The thing to keep in mind is that they aren’t all ridiculously expensive. They can certainly get there, but those prices are reserved mostly for the Grand Crus of the very famous Chateaus and the First and Second Growths. The pricing of many other subregions are very reasonable. I’ve found several within St Emilion that are a good value. They tend to focus more on Merlot in that area than those found on the other bank of the river that runs through the Bourdeaux region. The other side focuses more on Cabernet Sauvignon and many wines over there tend to be more expensive. Of course there are some really great values over there as well.
One of tonight’s wines is from St Emilion.
The other is a Loupiac. Basically across the river from where Sauternes are made. It’s like the little brother to Sauternes. Dessert wines for the win! (I almost typed “for the wine” there… hah.)
So let’s get to it eh?
Chateau Haut Brisson – Saint Emilion 2010 – Bourdeaux, France – 13.5% alc – about $28
One thing to look for when you are looking at Bourdeaux bottles is “mis en bouteille au chateau” which means it was bottled by the winery that grew the grapes. It’s similar to other areas that label their wines as Estate Bottled. Generally you can look forward to higher quality, of course it’s not 100% but it helps.
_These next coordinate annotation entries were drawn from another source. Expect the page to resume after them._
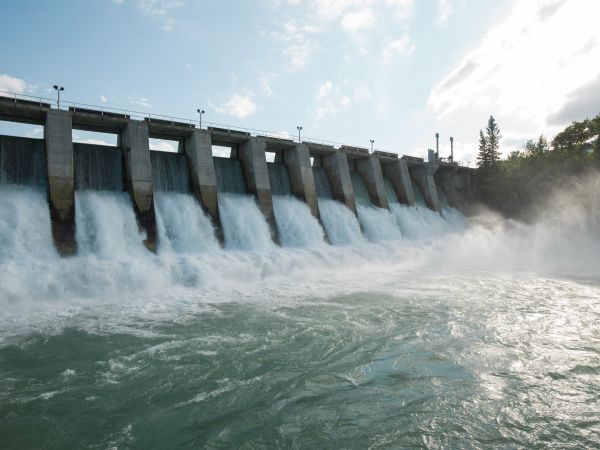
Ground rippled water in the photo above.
[0,178,600,449]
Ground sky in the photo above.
[0,0,600,163]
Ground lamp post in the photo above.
[196,108,204,129]
[53,84,65,109]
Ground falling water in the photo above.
[319,198,365,245]
[75,191,146,259]
[154,192,219,253]
[73,143,123,192]
[273,195,324,247]
[0,136,46,188]
[219,193,273,250]
[150,151,190,193]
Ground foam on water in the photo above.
[154,192,219,253]
[273,195,324,247]
[219,192,274,250]
[75,191,146,258]
[356,204,402,242]
[319,198,365,245]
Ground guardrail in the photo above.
[0,90,470,167]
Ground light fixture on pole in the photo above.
[53,84,65,109]
[196,108,204,129]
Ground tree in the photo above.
[485,116,502,166]
[477,116,502,168]
[477,130,489,167]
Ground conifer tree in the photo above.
[485,116,502,166]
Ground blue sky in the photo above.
[0,0,600,160]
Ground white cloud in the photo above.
[113,0,185,33]
[129,97,152,108]
[317,80,333,100]
[209,92,257,119]
[0,74,27,94]
[437,0,453,25]
[382,32,415,61]
[342,9,375,33]
[272,19,317,69]
[427,0,600,153]
[315,80,352,120]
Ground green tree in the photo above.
[477,130,489,167]
[485,116,502,166]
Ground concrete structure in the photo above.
[119,120,157,252]
[354,155,389,209]
[44,110,77,256]
[409,162,441,212]
[321,150,356,214]
[435,163,472,212]
[239,136,279,243]
[185,130,222,237]
[375,152,415,205]
[283,144,319,219]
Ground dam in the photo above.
[0,96,472,256]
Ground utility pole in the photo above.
[53,84,65,109]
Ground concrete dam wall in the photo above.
[0,98,471,256]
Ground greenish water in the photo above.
[0,275,600,449]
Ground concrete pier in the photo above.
[355,155,389,209]
[238,136,279,243]
[44,110,77,256]
[183,130,223,237]
[322,150,356,214]
[409,162,441,212]
[284,144,319,219]
[382,159,415,205]
[119,120,157,252]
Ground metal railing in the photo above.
[0,90,469,167]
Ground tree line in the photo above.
[473,114,600,219]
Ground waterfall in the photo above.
[73,144,123,191]
[267,163,292,195]
[218,193,273,250]
[350,171,371,206]
[313,167,333,198]
[75,191,147,259]
[411,181,427,207]
[213,157,246,194]
[0,136,46,187]
[0,186,57,262]
[319,198,365,245]
[273,195,324,247]
[154,192,219,253]
[356,204,402,242]
[383,177,400,204]
[150,151,190,193]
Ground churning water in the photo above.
[0,179,600,449]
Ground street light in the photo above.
[196,108,204,129]
[53,84,65,109]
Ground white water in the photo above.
[390,203,466,240]
[273,195,324,247]
[218,193,274,250]
[154,192,219,253]
[319,198,365,245]
[356,204,402,242]
[75,191,146,258]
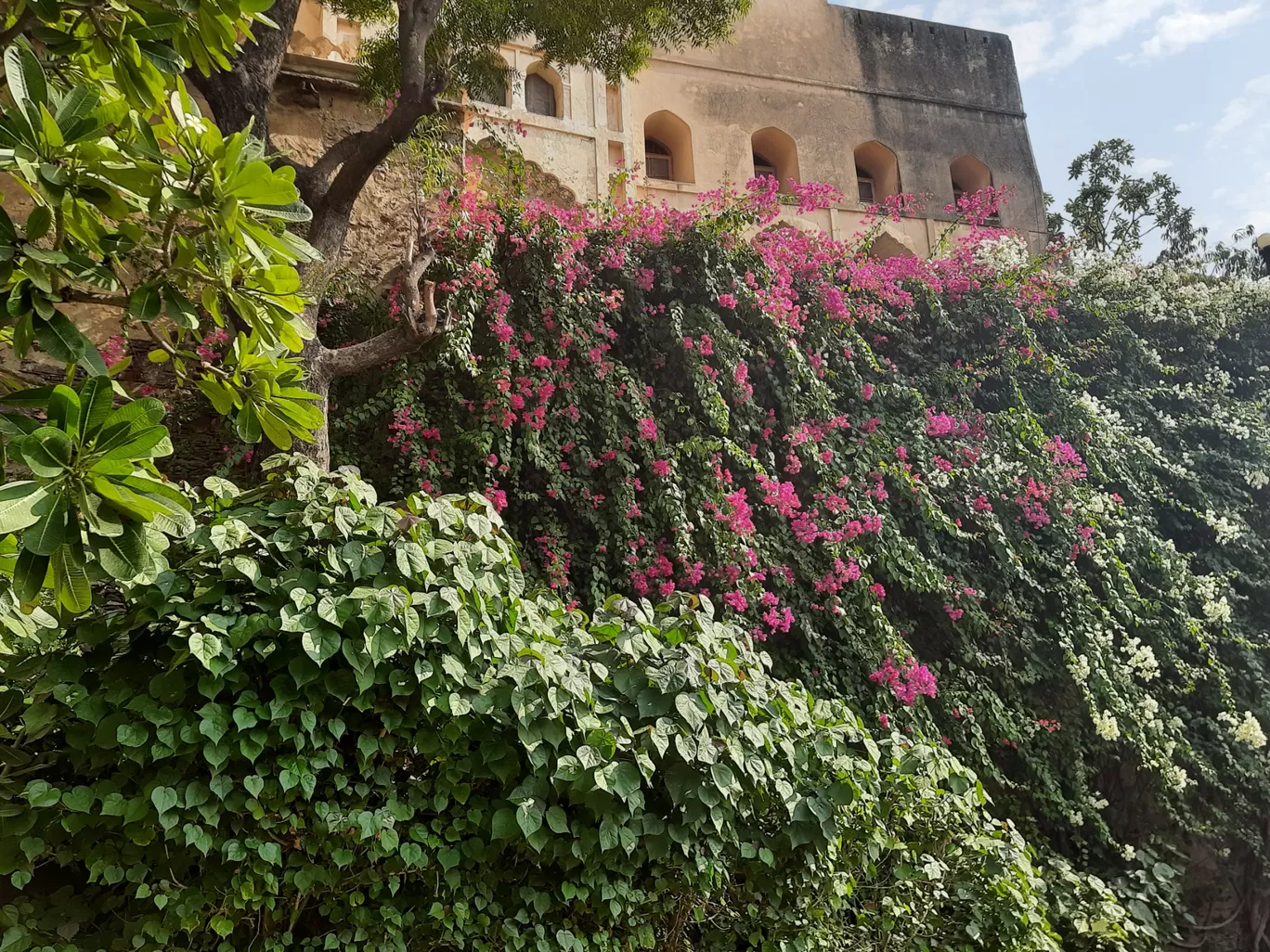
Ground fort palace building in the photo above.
[270,0,1045,266]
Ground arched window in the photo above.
[949,155,991,200]
[855,141,901,204]
[749,125,798,192]
[525,72,556,115]
[644,109,693,182]
[644,135,674,180]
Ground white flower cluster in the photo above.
[1067,655,1090,684]
[1204,596,1231,624]
[1204,509,1243,546]
[1081,392,1124,428]
[1121,638,1160,680]
[1163,765,1190,791]
[1094,711,1121,740]
[1217,711,1266,748]
[974,235,1031,272]
[1195,575,1231,624]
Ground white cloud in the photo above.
[853,0,1270,78]
[1212,96,1260,135]
[1010,20,1054,79]
[1142,0,1261,58]
[1133,158,1173,175]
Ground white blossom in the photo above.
[1068,655,1090,684]
[1121,638,1160,680]
[1217,711,1266,748]
[1094,711,1121,740]
[1204,596,1231,624]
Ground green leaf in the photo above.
[114,724,149,751]
[55,84,100,131]
[189,631,221,668]
[13,548,48,604]
[0,481,48,535]
[128,282,166,322]
[515,800,542,839]
[51,539,93,613]
[18,427,75,479]
[23,205,53,241]
[4,44,48,106]
[21,495,66,558]
[490,806,520,841]
[48,383,80,441]
[300,624,343,663]
[548,804,569,832]
[33,311,91,365]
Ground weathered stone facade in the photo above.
[288,0,1045,260]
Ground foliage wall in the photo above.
[0,458,1056,952]
[328,182,1270,948]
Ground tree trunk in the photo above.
[190,0,446,467]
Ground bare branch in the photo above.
[314,275,437,380]
[308,0,447,260]
[186,0,300,151]
[62,289,128,310]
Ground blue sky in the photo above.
[849,0,1270,242]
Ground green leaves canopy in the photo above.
[0,459,1053,949]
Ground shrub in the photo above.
[0,458,1053,952]
[332,182,1270,947]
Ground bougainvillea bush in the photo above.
[328,180,1270,948]
[0,458,1056,952]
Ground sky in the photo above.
[849,0,1270,244]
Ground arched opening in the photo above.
[869,231,914,262]
[949,155,991,202]
[525,62,564,120]
[855,139,900,204]
[749,125,801,192]
[644,109,693,182]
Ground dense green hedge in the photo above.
[0,458,1054,952]
[330,183,1270,948]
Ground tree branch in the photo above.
[186,0,300,152]
[62,289,128,310]
[314,280,437,380]
[308,0,447,262]
[0,6,35,45]
[313,214,438,385]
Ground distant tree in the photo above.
[188,0,749,463]
[1204,225,1270,280]
[1060,138,1205,263]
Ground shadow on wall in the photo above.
[749,125,803,192]
[856,139,901,204]
[644,109,694,182]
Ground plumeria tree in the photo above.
[190,0,749,462]
[0,0,321,627]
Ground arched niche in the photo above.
[949,155,991,199]
[525,61,564,120]
[855,139,901,204]
[644,109,693,182]
[749,125,803,192]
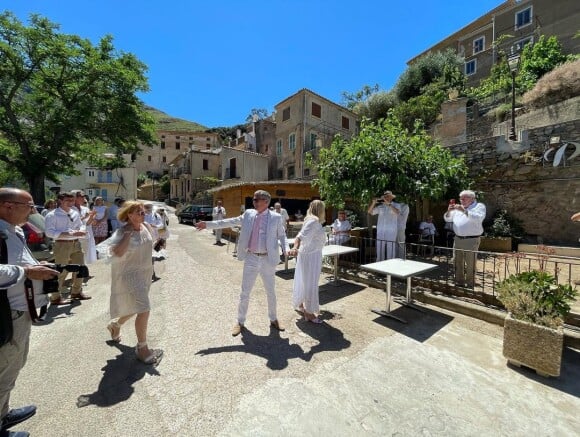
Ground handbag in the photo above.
[0,235,14,347]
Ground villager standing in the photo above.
[367,191,401,261]
[443,190,486,288]
[290,200,326,323]
[195,190,288,336]
[103,201,163,364]
[0,188,58,436]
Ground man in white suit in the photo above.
[195,190,289,337]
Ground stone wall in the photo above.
[450,119,580,245]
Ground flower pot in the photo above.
[503,314,564,376]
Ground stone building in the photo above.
[407,0,580,86]
[274,88,358,179]
[135,130,220,175]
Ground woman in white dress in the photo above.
[106,201,163,364]
[290,200,326,323]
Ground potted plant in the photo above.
[479,209,524,252]
[498,270,577,376]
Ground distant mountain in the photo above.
[145,106,208,132]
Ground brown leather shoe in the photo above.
[270,320,286,331]
[50,297,72,305]
[70,293,93,300]
[232,323,244,337]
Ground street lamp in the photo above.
[508,52,520,141]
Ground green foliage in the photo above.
[393,87,447,130]
[485,209,525,238]
[497,270,577,328]
[314,114,469,208]
[395,49,465,102]
[517,35,568,92]
[0,12,155,202]
[467,35,568,101]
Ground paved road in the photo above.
[12,215,580,437]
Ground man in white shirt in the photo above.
[212,200,226,246]
[443,190,486,288]
[45,192,91,305]
[367,191,401,262]
[195,190,290,337]
[0,188,58,436]
[419,215,437,237]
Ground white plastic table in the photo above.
[361,258,437,323]
[322,244,358,285]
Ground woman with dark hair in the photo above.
[100,201,163,364]
[290,200,326,323]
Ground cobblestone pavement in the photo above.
[12,215,580,437]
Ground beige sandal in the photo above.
[107,320,121,343]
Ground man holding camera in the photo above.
[45,192,91,305]
[0,188,58,437]
[367,191,401,262]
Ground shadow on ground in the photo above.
[77,341,160,408]
[373,305,453,343]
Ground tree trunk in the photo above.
[27,172,46,205]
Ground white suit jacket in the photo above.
[205,209,290,265]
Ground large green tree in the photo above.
[0,12,155,202]
[314,114,471,207]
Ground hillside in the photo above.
[146,106,208,132]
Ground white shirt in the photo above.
[45,208,83,240]
[419,222,437,237]
[443,202,485,237]
[0,219,48,312]
[211,206,226,220]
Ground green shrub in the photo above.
[497,270,577,328]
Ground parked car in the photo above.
[176,205,213,225]
[21,214,53,261]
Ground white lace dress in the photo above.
[292,217,326,313]
[105,225,153,319]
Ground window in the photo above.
[473,36,485,55]
[512,36,534,52]
[312,102,322,118]
[465,59,477,76]
[516,6,532,29]
[309,132,317,150]
[282,106,290,121]
[288,134,296,150]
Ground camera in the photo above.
[42,264,89,294]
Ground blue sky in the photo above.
[5,0,503,127]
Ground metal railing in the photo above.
[322,236,580,306]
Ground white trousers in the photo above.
[238,253,278,324]
[0,311,32,418]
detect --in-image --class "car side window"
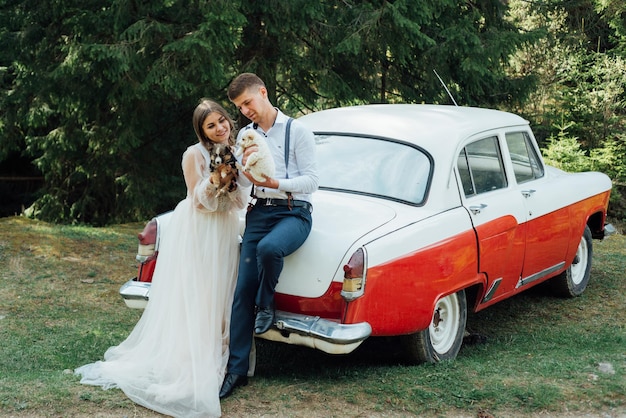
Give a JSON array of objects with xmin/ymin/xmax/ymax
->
[
  {"xmin": 457, "ymin": 136, "xmax": 507, "ymax": 197},
  {"xmin": 506, "ymin": 132, "xmax": 544, "ymax": 183}
]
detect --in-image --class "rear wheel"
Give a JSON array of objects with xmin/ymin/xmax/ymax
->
[
  {"xmin": 548, "ymin": 226, "xmax": 593, "ymax": 298},
  {"xmin": 401, "ymin": 290, "xmax": 467, "ymax": 363}
]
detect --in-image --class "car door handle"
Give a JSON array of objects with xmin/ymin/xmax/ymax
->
[{"xmin": 470, "ymin": 203, "xmax": 487, "ymax": 215}]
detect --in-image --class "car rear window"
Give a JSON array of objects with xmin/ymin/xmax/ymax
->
[{"xmin": 315, "ymin": 135, "xmax": 432, "ymax": 205}]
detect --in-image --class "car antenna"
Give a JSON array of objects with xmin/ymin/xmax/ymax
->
[{"xmin": 433, "ymin": 69, "xmax": 459, "ymax": 107}]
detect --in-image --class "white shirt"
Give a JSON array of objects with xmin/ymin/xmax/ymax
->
[{"xmin": 237, "ymin": 109, "xmax": 319, "ymax": 202}]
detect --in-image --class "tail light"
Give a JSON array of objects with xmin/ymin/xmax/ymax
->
[
  {"xmin": 341, "ymin": 248, "xmax": 366, "ymax": 302},
  {"xmin": 137, "ymin": 219, "xmax": 159, "ymax": 282},
  {"xmin": 137, "ymin": 219, "xmax": 157, "ymax": 263}
]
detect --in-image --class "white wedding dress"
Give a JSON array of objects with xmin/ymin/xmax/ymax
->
[{"xmin": 76, "ymin": 144, "xmax": 249, "ymax": 418}]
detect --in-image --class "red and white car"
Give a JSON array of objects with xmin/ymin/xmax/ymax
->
[{"xmin": 121, "ymin": 105, "xmax": 612, "ymax": 362}]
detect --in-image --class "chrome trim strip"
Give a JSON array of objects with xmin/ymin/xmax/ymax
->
[
  {"xmin": 482, "ymin": 277, "xmax": 502, "ymax": 303},
  {"xmin": 515, "ymin": 261, "xmax": 565, "ymax": 289}
]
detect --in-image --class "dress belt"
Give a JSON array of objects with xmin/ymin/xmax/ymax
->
[{"xmin": 254, "ymin": 197, "xmax": 313, "ymax": 212}]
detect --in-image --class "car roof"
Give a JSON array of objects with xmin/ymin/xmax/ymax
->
[{"xmin": 298, "ymin": 104, "xmax": 528, "ymax": 149}]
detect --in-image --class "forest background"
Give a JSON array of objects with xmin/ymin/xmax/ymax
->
[{"xmin": 0, "ymin": 0, "xmax": 626, "ymax": 225}]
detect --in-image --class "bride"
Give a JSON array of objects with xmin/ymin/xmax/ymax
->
[{"xmin": 75, "ymin": 99, "xmax": 247, "ymax": 417}]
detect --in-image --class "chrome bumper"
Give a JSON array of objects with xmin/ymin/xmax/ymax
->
[
  {"xmin": 120, "ymin": 278, "xmax": 151, "ymax": 309},
  {"xmin": 120, "ymin": 279, "xmax": 372, "ymax": 354},
  {"xmin": 258, "ymin": 311, "xmax": 372, "ymax": 354}
]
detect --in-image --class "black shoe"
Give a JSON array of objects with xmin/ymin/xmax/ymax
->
[
  {"xmin": 220, "ymin": 373, "xmax": 248, "ymax": 399},
  {"xmin": 254, "ymin": 308, "xmax": 274, "ymax": 334}
]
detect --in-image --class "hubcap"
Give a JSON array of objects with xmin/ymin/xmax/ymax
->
[{"xmin": 429, "ymin": 294, "xmax": 460, "ymax": 354}]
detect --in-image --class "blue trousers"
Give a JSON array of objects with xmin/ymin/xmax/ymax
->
[{"xmin": 227, "ymin": 205, "xmax": 312, "ymax": 376}]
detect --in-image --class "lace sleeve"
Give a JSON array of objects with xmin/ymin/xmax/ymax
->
[
  {"xmin": 182, "ymin": 147, "xmax": 218, "ymax": 212},
  {"xmin": 182, "ymin": 147, "xmax": 250, "ymax": 212}
]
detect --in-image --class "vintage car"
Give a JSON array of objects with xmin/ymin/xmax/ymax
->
[{"xmin": 121, "ymin": 104, "xmax": 611, "ymax": 362}]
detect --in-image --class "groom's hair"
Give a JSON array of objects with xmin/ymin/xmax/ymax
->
[{"xmin": 228, "ymin": 73, "xmax": 265, "ymax": 101}]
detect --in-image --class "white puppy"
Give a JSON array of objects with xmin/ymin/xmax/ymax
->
[{"xmin": 236, "ymin": 129, "xmax": 276, "ymax": 182}]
This wine pours a deep purple/red color. Has the look of somewhere in the medium range in terms of body from how it swirls in the glass.
Smells of deep red fruits with raspberries, cocoa, vanilla, coffee grounds/espresso. I can smell some oak with light alcohol heat. There were random wafts of gingerbread cookies and light pie crust. Those gave way over time to increased levels of cocoa and espresso beans.
Taste was of gobs and gobs of red fruits. Medium acidity. Spices (baking and otherwise) and oak.
Mouthfeel was medium to medium plus. Extremely grippy. Wonderful texture. Almost coating. Silky works as a descriptor.
Finish was long and vibrant with fruit and oak. Vanilla came in and out at times.
This bottle made me (and Kristy) want to keep coming back for more. It was seriously tough to put down. Totally worth the splurge if you see it and you want a seriously good Red Bourdeaux Blend.
Chateau Les Roques – 2009 Loupiac – Bergerac, France – 13.5% alc – about $15
So this guy is a dessert wine. It comes in a 375mL bottle. Which, honestly, is a good thing since a 750mL would be far too much unless you’re having a fairly large dinner party. That said, this isn’t exactly cheap considering you’re getting a half bottle.
So it pours a golden yellow. Looks very thick in the glass.
Smells of sweet fruit, light flowers, nutty undercurrent, light cream. At times a bit of bubblegum. Light rubber.
Taste is extremely rich. Very sweet. Nutty. Marmelade, oranges, pineapple, other tropical fruits, and a tinge of acidity.
Mouthfeel is full bodied and creamy.
Finish is long and lingering. Fruit and nuts.
Day 2 was even more aromatic and flowery. This is one of the first whites I’ve had that could use a little time to open up. Super intense.
This is seriously good stuff if you’re in the market for a dessert wine. They call them that for a reason. Just know that going in. If you don’t like sweet wines this might not be for you, but I think it’s certainly worth a try for anyone. And honestly I don’t think it’s all that expensive when you consider that you’re probably not going to drink glass after glass over one evening. We’ve had this open for 3 or 4 days in the fridge and it’s still holding up (of course we are using our trusty bottle stopper/pourer combination thingys). It’s a good nightcap until it runs its course.
Not sure what the next review(s) will be. We just stocked up pretty hard here so I’ll have to plan out the tastings for the coming weeks. It’s exciting times here lately on the wine front.